For much of the past year, leveraged loan investors have been pushovers. Now, they're showing signs of pushing back.
Money managers have demanded better terms on a spate of deals this week. Just today, Del Frisco Restaurant Group had to pay up when it borrowed a $310 million loan, agreeing to get just 95 cents from lenders for every dollar of debt it ultimately has to pay back, one of the steepest discounts seen this year. And underwriters have had to "flex," or boost rates, on 15% of the leveraged loan deals they were syndicating to lure investors through Thursday, data compiled by Bloomberg show. That's the worst since 2015, when oil prices were nosediving and credit markets broadly sold off as they braced for Fed tightening.
The market is still strong by many measures, but cracks may be developing in one of the best performing fixed-income markets in the U.S. this year. The pipeline of loans linked to acquisitions for syndication after the Sept. 3 Labor Day holiday is about twice the size of last year's, with about $27 billion of loans teed up as of last week, so supply is likely to be strong.

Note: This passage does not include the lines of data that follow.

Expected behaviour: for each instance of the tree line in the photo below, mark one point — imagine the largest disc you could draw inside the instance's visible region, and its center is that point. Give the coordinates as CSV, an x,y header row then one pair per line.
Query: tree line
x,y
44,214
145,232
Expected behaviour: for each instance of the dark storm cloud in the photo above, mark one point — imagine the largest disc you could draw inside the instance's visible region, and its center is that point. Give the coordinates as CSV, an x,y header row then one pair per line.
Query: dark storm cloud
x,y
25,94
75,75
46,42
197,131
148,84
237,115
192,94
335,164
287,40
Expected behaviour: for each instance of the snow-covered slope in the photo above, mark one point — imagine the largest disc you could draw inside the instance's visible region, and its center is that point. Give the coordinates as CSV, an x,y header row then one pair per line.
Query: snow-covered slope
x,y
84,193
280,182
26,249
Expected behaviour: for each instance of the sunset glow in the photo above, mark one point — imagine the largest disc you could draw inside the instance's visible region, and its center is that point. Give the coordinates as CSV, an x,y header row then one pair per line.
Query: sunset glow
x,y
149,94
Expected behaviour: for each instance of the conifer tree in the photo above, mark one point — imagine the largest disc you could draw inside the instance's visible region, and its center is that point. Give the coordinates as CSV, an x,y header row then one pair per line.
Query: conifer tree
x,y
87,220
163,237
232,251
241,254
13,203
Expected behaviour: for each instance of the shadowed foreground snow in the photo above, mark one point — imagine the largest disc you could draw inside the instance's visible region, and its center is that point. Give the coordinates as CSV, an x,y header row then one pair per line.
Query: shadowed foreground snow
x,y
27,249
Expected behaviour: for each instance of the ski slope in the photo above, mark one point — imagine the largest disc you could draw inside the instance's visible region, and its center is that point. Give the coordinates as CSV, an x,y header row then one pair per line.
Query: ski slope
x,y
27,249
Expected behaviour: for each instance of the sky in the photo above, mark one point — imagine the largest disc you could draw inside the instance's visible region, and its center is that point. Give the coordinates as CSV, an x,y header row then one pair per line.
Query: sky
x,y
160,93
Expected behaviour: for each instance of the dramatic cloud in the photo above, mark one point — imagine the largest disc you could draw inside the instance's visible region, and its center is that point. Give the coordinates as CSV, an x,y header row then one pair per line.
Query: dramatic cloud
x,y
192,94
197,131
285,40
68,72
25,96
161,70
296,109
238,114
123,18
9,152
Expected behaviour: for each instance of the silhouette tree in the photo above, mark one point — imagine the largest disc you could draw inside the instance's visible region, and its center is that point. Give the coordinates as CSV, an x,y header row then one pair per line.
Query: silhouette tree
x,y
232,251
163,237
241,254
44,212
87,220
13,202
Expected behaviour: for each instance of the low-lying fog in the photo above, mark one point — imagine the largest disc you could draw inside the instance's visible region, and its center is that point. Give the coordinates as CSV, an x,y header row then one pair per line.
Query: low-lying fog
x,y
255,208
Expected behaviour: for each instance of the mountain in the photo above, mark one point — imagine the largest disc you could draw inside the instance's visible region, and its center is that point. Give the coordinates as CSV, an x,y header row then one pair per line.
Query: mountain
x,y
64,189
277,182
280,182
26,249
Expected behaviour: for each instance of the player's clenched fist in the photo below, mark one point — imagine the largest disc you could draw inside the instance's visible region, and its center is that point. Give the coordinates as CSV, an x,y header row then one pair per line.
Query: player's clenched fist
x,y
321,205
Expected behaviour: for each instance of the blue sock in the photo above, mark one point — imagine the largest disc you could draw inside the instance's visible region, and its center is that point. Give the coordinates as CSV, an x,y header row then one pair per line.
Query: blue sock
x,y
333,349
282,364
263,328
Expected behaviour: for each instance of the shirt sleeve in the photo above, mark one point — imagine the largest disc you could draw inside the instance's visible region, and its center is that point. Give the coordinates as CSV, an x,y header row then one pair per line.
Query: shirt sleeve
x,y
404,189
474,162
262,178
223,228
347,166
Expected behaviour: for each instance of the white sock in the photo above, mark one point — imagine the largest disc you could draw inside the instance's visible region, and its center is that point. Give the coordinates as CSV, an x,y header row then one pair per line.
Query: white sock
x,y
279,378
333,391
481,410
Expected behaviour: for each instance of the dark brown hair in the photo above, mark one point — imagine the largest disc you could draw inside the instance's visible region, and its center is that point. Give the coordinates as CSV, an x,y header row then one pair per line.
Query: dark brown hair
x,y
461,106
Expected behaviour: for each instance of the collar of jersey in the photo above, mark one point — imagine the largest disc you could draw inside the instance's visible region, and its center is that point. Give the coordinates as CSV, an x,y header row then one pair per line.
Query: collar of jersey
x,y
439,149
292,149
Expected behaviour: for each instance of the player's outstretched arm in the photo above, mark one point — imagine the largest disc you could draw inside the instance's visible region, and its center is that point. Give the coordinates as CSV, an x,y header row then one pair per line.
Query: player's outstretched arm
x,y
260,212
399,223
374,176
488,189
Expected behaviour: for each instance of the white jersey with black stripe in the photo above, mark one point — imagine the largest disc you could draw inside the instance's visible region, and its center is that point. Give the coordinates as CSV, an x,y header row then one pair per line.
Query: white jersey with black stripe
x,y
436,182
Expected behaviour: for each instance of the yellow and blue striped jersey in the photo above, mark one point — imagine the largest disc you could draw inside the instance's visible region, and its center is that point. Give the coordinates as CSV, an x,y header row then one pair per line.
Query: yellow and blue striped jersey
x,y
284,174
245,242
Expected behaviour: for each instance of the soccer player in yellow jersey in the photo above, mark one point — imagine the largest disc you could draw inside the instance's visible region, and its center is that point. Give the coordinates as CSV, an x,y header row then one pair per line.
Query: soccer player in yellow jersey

Some money managers are waking up to the fact that credit risk is relatively high for all kinds of corporate debt now, said Mike Collins, senior investment officer at PGIM Fixed Income, which manages $717 billion. PGIM is an arm of Prudential Financial Inc.
"More speculative businesses are being financed in the loan market, high-yield bond market, and investment-grade market for that matter," Collins said. "Markets are rightly pushing back on riskier transactions."
With the Federal Reserve hiking rates, money managers have piled into investments like loans, which pay higher interest as central banks tighten, and into bundles of loans known as collateralized loan obligations. That demand has lifted the size of the U.S. leveraged loan market to around $1.3 trillion — now larger than the high-yield bond market — and spurred some companies to take out loans instead of selling bonds.
"Companies that really should be coming to the high-yield market and issuing at 6, 7, 8% yields are going to the loan market because the financing is much cheaper there," Gershon Distenfeld, co-head of fixed income at AllianceBernstein LP, said on Bloomberg TV.
Reversing Trend?
That trend may reverse as the Fed shows signs of being closer to the end of its rate hiking process, said Matt Toms, chief investment officer of fixed income at Voya Investment Management.